Peres was first elected to the Knesset, Israel's parliament, in 1959. Instrumental in the formation of the Labor party (1968), Peres was minister of defense from 1974 to 1977, when he was elected party chairman. After losing two bids (1977 and 1981) for the prime ministership, he alternated (1984–86) in the office with Likud party leader Yitzhak Shamir in a national unity government and was widely praised for helping to remove Israeli troops from Lebanon and for slashing runaway inflation. He was later foreign minister (1986) and, after again losing to Shamir (1988), finance minister in unity governments led by the prime minister.
In 1992, Yitzhak Rabin , who had just ousted Peres as Labor party leader, became prime minister and appointed Peres foreign minister. Peres negotiated the historic Oslo peace accords (1993) with the Palestine Liberation Organization (PLO), for which he was awarded, with Rabin and PLO leader Yasir Arafat , the 1994 Nobel Peace Prize. In Nov., 1995, Rabin was assassinated, and Peres succeeded him as prime minister and defense minister. In the May, 1996, elections he narrowly lost the prime ministership to the Likud candidate Benjamin Netanyahu .

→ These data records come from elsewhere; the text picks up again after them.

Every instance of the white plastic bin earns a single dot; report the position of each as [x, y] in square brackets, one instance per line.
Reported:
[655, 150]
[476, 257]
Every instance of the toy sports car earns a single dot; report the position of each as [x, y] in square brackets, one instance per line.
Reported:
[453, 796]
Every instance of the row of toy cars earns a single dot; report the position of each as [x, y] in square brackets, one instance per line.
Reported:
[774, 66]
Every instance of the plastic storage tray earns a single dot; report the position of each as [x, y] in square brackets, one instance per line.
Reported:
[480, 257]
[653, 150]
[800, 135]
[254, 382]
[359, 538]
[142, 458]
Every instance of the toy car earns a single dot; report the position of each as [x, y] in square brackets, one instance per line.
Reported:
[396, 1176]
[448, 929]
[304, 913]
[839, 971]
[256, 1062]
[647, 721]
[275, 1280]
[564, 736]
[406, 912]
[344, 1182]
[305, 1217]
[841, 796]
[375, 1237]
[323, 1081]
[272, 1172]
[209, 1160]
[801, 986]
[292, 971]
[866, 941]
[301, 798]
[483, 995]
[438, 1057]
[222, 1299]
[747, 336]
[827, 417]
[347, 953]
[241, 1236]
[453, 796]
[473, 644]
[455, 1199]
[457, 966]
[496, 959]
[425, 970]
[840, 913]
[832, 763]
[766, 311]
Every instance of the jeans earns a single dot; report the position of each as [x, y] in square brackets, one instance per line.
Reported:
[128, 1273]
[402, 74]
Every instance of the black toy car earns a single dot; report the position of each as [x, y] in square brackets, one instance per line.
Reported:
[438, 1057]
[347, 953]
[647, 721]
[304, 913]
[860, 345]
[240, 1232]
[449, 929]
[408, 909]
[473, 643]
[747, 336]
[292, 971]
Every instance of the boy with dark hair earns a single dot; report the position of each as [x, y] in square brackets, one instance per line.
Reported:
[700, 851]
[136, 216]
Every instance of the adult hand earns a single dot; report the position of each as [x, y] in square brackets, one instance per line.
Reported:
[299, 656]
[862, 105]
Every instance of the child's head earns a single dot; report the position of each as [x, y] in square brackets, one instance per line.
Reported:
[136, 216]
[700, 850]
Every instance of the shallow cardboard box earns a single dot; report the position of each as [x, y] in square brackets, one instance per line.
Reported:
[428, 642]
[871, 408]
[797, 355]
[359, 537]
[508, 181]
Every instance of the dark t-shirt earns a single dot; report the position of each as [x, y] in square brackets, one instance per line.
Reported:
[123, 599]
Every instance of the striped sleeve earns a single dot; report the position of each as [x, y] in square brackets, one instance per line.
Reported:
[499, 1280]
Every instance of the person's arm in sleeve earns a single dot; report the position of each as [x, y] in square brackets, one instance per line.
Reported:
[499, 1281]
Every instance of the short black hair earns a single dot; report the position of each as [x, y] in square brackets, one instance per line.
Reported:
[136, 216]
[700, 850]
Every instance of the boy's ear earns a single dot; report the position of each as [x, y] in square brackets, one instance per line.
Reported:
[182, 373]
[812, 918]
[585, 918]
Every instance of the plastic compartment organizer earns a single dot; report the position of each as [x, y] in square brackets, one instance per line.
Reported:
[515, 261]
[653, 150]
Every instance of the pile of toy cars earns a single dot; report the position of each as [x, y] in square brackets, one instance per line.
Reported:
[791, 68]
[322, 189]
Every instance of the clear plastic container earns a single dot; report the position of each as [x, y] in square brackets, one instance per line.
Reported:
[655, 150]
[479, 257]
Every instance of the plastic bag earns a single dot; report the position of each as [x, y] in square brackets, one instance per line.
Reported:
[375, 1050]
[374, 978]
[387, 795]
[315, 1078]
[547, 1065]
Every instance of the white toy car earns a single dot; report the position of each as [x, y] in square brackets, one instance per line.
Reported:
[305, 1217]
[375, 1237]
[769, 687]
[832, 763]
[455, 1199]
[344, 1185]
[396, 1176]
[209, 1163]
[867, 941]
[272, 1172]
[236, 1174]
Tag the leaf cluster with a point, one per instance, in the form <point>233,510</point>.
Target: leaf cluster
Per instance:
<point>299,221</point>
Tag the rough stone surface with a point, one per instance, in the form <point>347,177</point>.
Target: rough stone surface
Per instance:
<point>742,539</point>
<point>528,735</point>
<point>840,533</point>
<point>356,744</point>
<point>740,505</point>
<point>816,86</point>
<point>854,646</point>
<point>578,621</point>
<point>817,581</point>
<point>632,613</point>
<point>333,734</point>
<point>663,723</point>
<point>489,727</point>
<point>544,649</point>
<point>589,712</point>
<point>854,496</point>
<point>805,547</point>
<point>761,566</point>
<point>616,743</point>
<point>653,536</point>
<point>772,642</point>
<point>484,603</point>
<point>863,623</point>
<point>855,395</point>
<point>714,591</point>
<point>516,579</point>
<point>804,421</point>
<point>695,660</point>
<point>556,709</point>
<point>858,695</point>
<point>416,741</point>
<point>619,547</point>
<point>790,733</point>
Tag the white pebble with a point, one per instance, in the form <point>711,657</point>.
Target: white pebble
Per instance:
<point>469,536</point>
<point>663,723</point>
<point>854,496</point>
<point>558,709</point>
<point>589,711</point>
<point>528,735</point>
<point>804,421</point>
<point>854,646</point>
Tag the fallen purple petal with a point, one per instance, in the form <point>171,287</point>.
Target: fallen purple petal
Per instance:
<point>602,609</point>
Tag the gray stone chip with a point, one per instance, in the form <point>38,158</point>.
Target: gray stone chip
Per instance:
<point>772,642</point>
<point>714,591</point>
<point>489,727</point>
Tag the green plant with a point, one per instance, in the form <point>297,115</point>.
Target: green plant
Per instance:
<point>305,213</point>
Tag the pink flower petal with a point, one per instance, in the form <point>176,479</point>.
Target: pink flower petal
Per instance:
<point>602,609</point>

After the 1999 election of Ehud Barak as prime minister, Peres was named minister of regional cooperation. In 2000 he was defeated in a Knesset election for the largely ceremonial position of president of Israel. Following Barak's defeat (2001) by Ariel Sharon , Peres became foreign minister in a government of national unity (2001–2) and later vice prime minister in a Likud-and-Labor-dominated coalition government (2005). Meanwhile, he again became party leader in 2003, but lost the post in late 2005 to union leader Amir Peretz. Subsequently, Peres lent his support to Sharon's formation (2005) of the centrist Kadima party. Under Prime Minister Ehud Olmert , Sharon's successor, Peres served (2006–7) as vice prime minister and minister for the development of the Negev and Galilee. From 2007 to 2014 he was president of Israel, a largely ceremonial post.